HIV diagnostics have gone mobile thanks to a new cellphone app and 3D-printed attachment that use optical sensing and micromotor motion to detect the presence of HIV-1 in a single drop of blood.
HIV diagnostics have gone mobile thanks to a new cellphone app and 3D-printed attachment that use optical sensing and micromotor motion to detect the presence of the RNA nucleic acids of HIV-1 in a single drop of blood.
Investigators from Brigham and Women’s Hospital in Boston, a teaching affiliate of Harvard Medical School, detailed this innovation in a recent paper published in Nature Communications.
The platform “integrates cellphone-based optical sensing, loop-mediated isothermal DNA amplification and micromotor motion for molecular detection of HIV-1. The presence of HIV-1 RNA in a sample results in the formation of large-sized amplicons that reduce the motion of motors. The change in the motors motion can be accurately measured using a cellphone system as the biomarker for target nucleic acid detection. The presented platform allows the qualitative detection of HIV-1 (n = 54) with 99.1% specificity and 94.6% sensitivity at a clinically relevant threshold value of 1000 virus particles/ml,” study authors wrote.
The investigators noted that the development of low-cost, accessible, and fast technologies in infectious disease diagnostics will help quell the spread of pathogens to epidemic proportions and also help to control current outbreaks in developing countries.
"Early detection of HIV is critical to prevent disease progression and transmission, and it requires long-term monitoring, which can be a burden for families that have to travel to reach a clinic or hospital," senior author Hadi Shafiee, PhD, a principal investigator in the Division of Engineering in Medicine and Renal Division of Medicine at the Brigham, said in a statement. "This rapid and low-cost cellphone system represents a new method for detecting acute infection, which would reduce the risk of virus transmission and could also be used to detect early treatment failure."
Early detection of acute HIV infection is imperative, not only because viral replication and shedding are occurring at this stage, but also because the individual is likely not aware that they are infected, the investigators wrote. Many diagnostic tools currently in development or on the market are only measuring antibody levels.

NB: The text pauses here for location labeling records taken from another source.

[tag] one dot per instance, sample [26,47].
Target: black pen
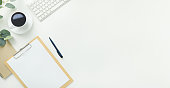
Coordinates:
[56,48]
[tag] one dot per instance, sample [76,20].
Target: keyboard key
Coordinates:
[43,8]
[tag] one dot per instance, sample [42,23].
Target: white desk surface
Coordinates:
[107,43]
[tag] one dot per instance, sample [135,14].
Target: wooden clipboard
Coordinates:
[57,62]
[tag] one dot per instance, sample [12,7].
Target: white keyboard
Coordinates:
[44,8]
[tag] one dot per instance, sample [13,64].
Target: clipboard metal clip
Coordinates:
[22,51]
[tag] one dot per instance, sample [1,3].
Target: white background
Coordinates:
[107,43]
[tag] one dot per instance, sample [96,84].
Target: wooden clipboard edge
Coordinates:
[54,58]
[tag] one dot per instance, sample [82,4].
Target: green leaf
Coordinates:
[8,37]
[0,2]
[9,5]
[4,33]
[12,0]
[1,16]
[2,42]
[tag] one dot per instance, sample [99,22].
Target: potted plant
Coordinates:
[5,34]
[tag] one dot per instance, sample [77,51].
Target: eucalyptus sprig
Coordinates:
[4,36]
[6,3]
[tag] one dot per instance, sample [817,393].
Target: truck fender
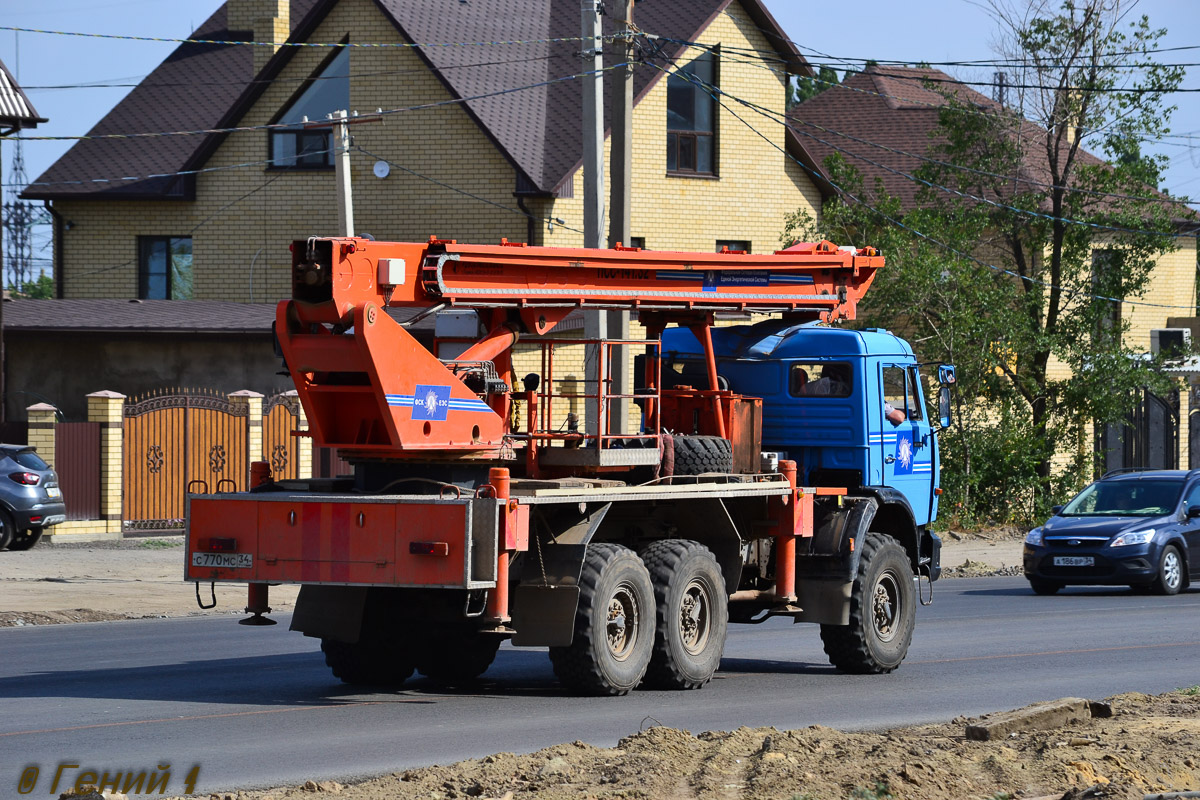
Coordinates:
[547,591]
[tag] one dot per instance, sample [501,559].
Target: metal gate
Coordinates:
[193,438]
[77,462]
[1149,438]
[281,450]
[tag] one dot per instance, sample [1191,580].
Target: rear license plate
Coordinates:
[227,560]
[1074,560]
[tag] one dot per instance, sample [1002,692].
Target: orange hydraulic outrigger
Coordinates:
[371,390]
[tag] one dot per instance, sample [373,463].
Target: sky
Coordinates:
[942,30]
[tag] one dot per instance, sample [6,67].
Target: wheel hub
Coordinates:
[621,629]
[886,606]
[695,609]
[1171,571]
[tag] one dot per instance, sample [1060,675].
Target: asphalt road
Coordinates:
[257,707]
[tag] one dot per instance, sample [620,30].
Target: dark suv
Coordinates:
[30,499]
[1132,528]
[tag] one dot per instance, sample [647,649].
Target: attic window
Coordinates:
[691,118]
[299,148]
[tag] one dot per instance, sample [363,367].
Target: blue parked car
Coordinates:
[1133,528]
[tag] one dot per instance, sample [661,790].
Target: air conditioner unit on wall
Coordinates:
[1170,341]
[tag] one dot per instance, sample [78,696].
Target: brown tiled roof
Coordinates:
[16,110]
[538,130]
[137,316]
[898,108]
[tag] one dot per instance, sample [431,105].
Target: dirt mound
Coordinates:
[18,619]
[1149,745]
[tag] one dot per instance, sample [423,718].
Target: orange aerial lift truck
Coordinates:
[785,468]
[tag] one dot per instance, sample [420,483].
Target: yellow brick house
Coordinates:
[480,139]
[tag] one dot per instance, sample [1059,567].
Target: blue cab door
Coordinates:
[903,437]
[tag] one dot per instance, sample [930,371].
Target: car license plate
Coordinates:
[1074,560]
[227,560]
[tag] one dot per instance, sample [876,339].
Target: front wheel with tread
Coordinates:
[1170,572]
[882,612]
[693,613]
[613,624]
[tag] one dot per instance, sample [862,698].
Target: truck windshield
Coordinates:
[1138,498]
[820,379]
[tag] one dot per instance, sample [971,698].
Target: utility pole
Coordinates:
[621,197]
[342,170]
[593,125]
[595,323]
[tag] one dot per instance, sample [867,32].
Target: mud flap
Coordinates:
[330,612]
[544,602]
[825,573]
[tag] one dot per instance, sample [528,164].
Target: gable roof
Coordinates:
[16,110]
[898,108]
[537,130]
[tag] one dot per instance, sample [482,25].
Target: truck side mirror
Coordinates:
[943,405]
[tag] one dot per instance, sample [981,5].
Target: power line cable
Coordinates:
[289,43]
[910,228]
[277,126]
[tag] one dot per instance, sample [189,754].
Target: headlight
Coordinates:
[1134,537]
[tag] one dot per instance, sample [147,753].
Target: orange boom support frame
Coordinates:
[379,394]
[474,515]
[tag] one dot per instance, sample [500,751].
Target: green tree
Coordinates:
[807,88]
[1006,282]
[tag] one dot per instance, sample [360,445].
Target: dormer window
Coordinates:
[328,91]
[691,118]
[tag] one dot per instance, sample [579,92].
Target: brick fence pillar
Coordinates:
[108,409]
[253,404]
[42,419]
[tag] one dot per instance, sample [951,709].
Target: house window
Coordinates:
[165,268]
[297,148]
[1107,282]
[691,118]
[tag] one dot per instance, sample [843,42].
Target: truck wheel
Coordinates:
[370,661]
[7,529]
[613,624]
[25,539]
[699,455]
[456,657]
[693,614]
[882,612]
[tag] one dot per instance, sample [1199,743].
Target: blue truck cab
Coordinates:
[847,405]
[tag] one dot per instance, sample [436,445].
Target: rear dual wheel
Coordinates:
[882,612]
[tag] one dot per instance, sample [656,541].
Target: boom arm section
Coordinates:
[372,390]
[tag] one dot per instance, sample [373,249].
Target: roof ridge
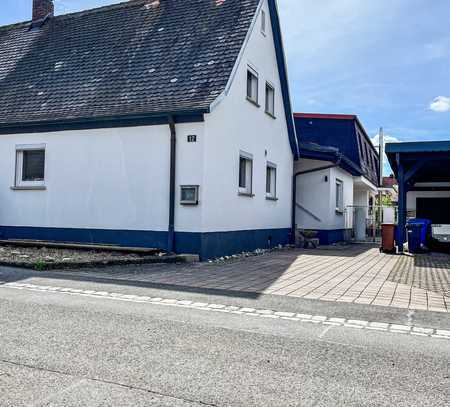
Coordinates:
[122,4]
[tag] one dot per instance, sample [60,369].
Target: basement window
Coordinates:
[339,196]
[189,194]
[245,174]
[252,86]
[270,100]
[30,167]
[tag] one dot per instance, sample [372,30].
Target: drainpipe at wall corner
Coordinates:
[173,156]
[294,191]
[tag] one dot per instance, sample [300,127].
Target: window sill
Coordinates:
[253,102]
[29,188]
[271,198]
[246,194]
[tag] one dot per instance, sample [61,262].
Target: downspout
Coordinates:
[294,191]
[173,156]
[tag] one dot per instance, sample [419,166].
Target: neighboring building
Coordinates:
[163,124]
[337,176]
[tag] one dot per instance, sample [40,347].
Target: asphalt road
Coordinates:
[71,350]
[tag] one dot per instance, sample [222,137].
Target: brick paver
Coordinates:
[355,273]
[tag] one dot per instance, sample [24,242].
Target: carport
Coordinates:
[423,173]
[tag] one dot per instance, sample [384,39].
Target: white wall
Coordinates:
[316,192]
[237,125]
[105,178]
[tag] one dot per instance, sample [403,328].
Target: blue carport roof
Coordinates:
[434,155]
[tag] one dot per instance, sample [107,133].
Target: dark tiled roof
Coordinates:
[131,58]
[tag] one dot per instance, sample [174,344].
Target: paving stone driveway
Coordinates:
[355,273]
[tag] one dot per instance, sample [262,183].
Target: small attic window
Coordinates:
[263,22]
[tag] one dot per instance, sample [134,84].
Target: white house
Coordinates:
[336,178]
[422,170]
[151,123]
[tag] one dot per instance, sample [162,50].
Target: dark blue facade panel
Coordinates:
[207,245]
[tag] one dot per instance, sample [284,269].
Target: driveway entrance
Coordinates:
[356,273]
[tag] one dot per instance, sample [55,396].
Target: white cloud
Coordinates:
[387,139]
[440,104]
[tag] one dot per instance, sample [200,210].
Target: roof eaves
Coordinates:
[131,120]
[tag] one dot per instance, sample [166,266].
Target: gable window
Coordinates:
[339,196]
[30,166]
[270,99]
[263,22]
[271,181]
[252,85]
[245,174]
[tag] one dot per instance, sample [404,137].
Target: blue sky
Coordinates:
[386,60]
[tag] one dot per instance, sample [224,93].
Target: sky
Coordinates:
[388,61]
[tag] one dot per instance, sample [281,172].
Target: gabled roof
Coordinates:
[133,58]
[353,149]
[428,161]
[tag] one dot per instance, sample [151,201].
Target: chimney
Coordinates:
[42,9]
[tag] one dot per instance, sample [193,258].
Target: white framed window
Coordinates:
[339,196]
[252,85]
[270,99]
[30,166]
[189,194]
[271,181]
[245,174]
[263,22]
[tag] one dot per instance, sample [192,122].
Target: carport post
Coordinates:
[402,191]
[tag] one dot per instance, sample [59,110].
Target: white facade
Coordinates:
[101,179]
[316,197]
[411,196]
[118,178]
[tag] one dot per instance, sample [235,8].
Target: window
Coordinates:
[189,195]
[252,85]
[270,100]
[271,181]
[339,196]
[30,166]
[263,22]
[245,174]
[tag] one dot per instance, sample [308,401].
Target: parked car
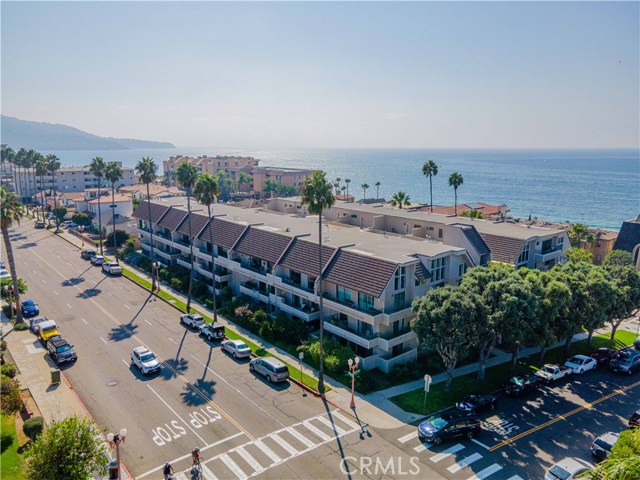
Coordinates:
[521,385]
[567,469]
[29,308]
[237,348]
[112,268]
[212,331]
[97,260]
[604,355]
[550,373]
[581,363]
[145,360]
[447,425]
[627,361]
[88,254]
[477,403]
[191,320]
[601,446]
[270,368]
[60,350]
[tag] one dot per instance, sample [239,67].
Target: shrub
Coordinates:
[33,427]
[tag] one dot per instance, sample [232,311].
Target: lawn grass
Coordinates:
[10,461]
[496,376]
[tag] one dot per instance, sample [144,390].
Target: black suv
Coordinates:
[448,425]
[60,350]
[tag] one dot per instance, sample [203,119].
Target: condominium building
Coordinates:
[369,279]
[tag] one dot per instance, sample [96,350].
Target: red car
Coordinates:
[603,355]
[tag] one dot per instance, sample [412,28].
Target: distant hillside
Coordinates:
[53,136]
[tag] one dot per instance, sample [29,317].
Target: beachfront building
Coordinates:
[369,279]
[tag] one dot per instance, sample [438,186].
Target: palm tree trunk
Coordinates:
[12,269]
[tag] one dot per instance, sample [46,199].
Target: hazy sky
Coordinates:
[298,74]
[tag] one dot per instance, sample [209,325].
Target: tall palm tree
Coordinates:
[317,194]
[430,169]
[455,180]
[206,191]
[53,165]
[400,199]
[11,211]
[97,168]
[147,169]
[186,174]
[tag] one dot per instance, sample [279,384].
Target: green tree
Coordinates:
[317,194]
[186,174]
[400,200]
[206,192]
[455,181]
[445,319]
[113,173]
[69,449]
[11,211]
[430,170]
[98,167]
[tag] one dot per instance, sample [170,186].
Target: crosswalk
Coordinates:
[253,458]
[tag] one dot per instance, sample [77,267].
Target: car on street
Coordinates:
[29,308]
[448,425]
[212,331]
[97,260]
[477,403]
[601,446]
[192,320]
[604,355]
[145,360]
[272,369]
[627,361]
[60,350]
[521,385]
[581,363]
[567,469]
[236,348]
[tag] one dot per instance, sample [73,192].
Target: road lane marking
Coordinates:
[564,416]
[188,425]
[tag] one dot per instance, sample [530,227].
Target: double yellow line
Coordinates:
[176,373]
[564,416]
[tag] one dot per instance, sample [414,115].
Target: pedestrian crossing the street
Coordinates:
[253,458]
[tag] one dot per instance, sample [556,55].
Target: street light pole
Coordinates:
[116,440]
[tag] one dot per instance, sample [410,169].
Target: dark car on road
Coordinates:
[477,403]
[448,425]
[521,385]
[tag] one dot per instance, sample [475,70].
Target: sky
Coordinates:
[329,74]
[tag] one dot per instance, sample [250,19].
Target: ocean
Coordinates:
[600,188]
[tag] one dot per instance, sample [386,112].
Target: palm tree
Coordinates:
[113,173]
[146,170]
[206,191]
[400,199]
[455,180]
[11,211]
[97,168]
[430,169]
[186,174]
[316,194]
[53,165]
[364,187]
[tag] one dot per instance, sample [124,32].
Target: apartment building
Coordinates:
[68,179]
[369,279]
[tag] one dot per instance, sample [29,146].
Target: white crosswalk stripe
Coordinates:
[447,453]
[482,474]
[465,462]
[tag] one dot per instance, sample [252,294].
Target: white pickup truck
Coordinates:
[112,268]
[551,373]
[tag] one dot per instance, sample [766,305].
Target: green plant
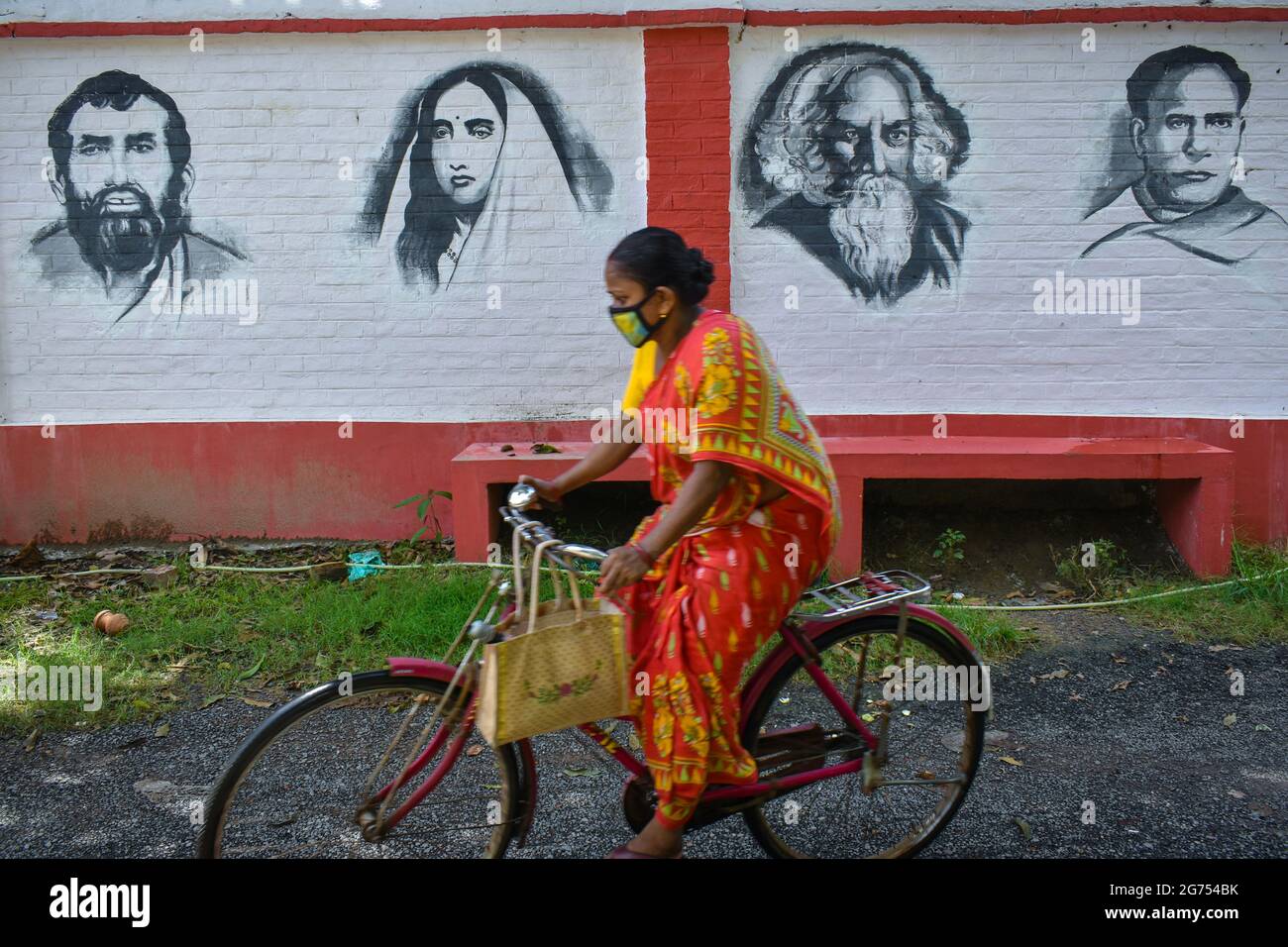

“Most of the point-of care HIV diagnostics such as lateral flow assays, including dipsticks or enzyme immunoassays (ELISA), and OraQuick HIV test kit target the detection of antibodies against HIV and thus lack the capability to detect acute HIV infection even at high viral load of HIV,” the authors explained.
In developing countries, especially, it is sometimes difficult to efficiently test and then monitor people with HIV because of geographic constraints.
“Health workers in developing countries could easily use these devices when they travel to perform HIV testing and monitoring. Because the test is so quick, critical decisions about the next medical step could be made right there,” Dr. Shafiee said in the statement. “This would eliminate the burden of trips to the medical clinic and provide individuals with a more efficient means for managing their HIV.”
This mobile HIV diagnostic tool is just the latest in a push to make tests that are cheap, accessible, and easy-to-use for the general public. In China last year, 5 college campuses experimented with vending machine HIV test kits, where students could purchase a kit in the vending machine, collect a urine sample in the provided container, deposit the container back in the vending machine, and view their results online within 10 to 15 days.
Similar ideas have been proposed in other cities, including in the United States. The idea is that some individuals, particularly those who may be at-risk, fear the stigma of testing in a health care setting.
“[We] have found that persons with substance abuse problems from various ethnic/racial communities in the United States and sex workers in other countries often resist HIV testing in a health care setting for fear they will test positive and will face discrimination, violence, criminal procedures, or loss of employment if their HIV status becomes known,” Celia Fisher, PhD, who directs the HIV/Drug Abuse Prevention Research Ethics Training Institute at Fordham University in New York, told Contagion® last year.